For a valid SHPB test, the stress of the interface between the bar and specimen is equal during loading and unloading, which means

$${\sigma }_{i-s}\left(t\right)={\sigma }_{t-s}\left(t\right),$$

(4)

where ${\sigma }_{i-s}\left(t\right)$ and ${\sigma }_{t-s}\left(t\right)$ are the incident and transmission interface stresses denoted by $i-s$ and $t-s$, respectively (interface between the sample and bars).
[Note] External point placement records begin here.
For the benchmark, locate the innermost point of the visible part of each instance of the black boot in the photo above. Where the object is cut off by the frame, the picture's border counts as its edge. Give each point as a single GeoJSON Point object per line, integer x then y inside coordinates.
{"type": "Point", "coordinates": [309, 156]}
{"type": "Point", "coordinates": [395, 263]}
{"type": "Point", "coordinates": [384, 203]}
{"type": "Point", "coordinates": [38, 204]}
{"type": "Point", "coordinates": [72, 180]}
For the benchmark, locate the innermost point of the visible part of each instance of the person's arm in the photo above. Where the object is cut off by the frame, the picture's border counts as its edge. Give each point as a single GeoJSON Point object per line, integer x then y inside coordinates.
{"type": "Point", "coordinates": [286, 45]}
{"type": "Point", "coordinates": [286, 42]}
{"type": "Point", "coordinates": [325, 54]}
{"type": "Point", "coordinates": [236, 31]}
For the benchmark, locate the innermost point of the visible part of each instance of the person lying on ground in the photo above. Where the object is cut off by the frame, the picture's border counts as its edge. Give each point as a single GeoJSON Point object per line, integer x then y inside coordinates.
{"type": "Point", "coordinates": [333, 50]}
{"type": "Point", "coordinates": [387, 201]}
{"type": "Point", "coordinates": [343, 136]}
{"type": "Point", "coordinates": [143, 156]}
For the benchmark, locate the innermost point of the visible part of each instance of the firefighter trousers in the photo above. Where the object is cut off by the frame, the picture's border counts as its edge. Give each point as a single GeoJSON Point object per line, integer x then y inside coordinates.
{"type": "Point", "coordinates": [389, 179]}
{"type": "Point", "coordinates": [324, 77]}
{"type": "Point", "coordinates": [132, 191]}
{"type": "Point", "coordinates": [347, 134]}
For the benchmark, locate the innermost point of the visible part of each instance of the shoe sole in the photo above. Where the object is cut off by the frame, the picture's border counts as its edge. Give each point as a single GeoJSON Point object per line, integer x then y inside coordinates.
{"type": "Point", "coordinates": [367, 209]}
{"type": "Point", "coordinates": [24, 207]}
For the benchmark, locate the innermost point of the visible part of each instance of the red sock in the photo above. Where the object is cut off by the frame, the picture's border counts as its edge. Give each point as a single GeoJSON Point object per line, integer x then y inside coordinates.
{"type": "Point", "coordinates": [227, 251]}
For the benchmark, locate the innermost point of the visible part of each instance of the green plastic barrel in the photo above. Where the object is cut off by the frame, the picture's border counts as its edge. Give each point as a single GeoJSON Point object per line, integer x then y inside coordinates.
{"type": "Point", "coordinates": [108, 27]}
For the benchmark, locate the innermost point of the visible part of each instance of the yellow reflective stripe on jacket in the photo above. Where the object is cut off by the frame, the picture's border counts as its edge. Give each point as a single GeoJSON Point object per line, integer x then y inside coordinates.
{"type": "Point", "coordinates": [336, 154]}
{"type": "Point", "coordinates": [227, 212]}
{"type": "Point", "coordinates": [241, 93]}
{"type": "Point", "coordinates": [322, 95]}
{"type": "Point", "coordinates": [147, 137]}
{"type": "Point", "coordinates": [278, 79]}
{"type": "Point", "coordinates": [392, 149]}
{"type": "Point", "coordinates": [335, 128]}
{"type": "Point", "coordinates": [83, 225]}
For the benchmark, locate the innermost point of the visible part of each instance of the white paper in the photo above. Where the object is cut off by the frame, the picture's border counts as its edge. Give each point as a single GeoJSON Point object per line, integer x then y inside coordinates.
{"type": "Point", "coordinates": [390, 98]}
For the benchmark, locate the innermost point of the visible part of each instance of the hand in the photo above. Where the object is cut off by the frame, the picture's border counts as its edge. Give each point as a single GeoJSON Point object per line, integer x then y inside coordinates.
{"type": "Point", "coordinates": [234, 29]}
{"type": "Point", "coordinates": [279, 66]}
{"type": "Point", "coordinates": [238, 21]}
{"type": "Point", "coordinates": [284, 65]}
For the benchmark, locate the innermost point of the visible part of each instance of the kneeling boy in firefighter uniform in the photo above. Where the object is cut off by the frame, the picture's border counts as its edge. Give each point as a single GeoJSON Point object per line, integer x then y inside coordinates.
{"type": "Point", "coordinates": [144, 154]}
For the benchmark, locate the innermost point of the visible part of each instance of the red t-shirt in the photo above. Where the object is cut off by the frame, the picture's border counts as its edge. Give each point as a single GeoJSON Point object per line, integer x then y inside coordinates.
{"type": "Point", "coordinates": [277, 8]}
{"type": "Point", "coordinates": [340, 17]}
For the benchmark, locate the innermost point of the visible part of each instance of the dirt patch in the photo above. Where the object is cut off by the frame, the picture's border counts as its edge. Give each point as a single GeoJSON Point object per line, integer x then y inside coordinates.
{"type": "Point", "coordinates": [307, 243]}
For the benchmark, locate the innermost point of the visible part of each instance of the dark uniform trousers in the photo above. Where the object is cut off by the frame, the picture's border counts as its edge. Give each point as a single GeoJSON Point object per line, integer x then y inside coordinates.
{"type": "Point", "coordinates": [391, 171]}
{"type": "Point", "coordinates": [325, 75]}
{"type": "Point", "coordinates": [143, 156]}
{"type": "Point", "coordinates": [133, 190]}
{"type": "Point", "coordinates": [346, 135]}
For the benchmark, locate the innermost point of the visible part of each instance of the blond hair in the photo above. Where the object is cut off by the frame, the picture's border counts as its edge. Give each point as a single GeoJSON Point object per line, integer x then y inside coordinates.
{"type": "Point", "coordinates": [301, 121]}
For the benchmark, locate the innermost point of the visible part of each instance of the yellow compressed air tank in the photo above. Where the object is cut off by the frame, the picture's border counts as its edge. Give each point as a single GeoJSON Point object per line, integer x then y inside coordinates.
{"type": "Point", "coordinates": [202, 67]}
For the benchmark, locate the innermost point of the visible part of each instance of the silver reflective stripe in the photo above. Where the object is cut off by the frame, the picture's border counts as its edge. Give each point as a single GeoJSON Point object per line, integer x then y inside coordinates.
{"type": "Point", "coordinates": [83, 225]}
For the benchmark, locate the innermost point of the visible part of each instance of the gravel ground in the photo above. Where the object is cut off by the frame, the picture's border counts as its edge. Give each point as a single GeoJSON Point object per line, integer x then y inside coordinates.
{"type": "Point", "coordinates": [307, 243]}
For the more general principle according to the elastic stress wave theory, the strain $\epsilon \left(t\right)$ at each section is the sum of the contribution of the elementary right-going wave ${\epsilon }_R\left(t\right)$ and elementary left-going wave ${\epsilon }_L\left(t\right)$, and the velocity $v\left(t\right)$ is proportional to their difference [25]. For a modified SHPB, as shown in Figure 1b, if we can obtain the strain and velocity history of the end of the incident bar ${\epsilon }_1\left(t\right), v_1\left(t\right)$ and the start of the transmission bar ${\epsilon }_2\left(t\right), v_2\left(t\right)$, i.e.,

$${\epsilon }_1\left(t\right)={\epsilon }_{R1}\left(t\right)+{\epsilon }_{L1}\left(t\right),$$

(5)

$$v_1\left(t\right)=c_0({\epsilon }_{R1}\left(t\right)-{\epsilon }_{L1}\left(t\right)),$$

(6)

$${\epsilon }_2\left(t\right)={\epsilon }_{R2}\left(t\right)+{\epsilon }_{L2}\left(t\right),$$

(7)

$$v_2\left(t\right)=c_0({\epsilon }_{R2}\left(t\right)-{\epsilon }_{L2}\left(t\right)),$$

(8)

We can compute the strain rate, strain and stress history of the specimen as follows [29]:

$${\dot{\epsilon }}_s\left(t\right)=\frac{v_2\left(t\right)-v_1\left(t\right)}{l_s},$$

(9)

$${\epsilon }_s\left(t\right)={{\displaystyle \int }}_0^t\frac{v_2\left(\tau \right)-v_1\left(\tau \right)}{l_s}d\tau ,$$

(10)

$${\sigma }_s\left(t\right)=\frac{A_0{E}_0}{2A_s}\left({\epsilon }_1\left(t\right)+{\epsilon }_2\left(t\right)\right),$$

(11)

If we obtain the elementary right-going wave ${\epsilon }_{R1}\left(t\right)$, ${\epsilon }_{R2}\left(t\right)$ and elementary left-going wave ${\epsilon }_{L1}\left(t\right)$, ${\epsilon }_{L2}\left(t\right)$ at the end of incident bar and at the start of the transmission bar, we can easily obtain the strain and stress histories. The key is to obtain the two elementary waves according to the strain history of the incident strain gages and the transmission strain gages. The details of this process are described in the following.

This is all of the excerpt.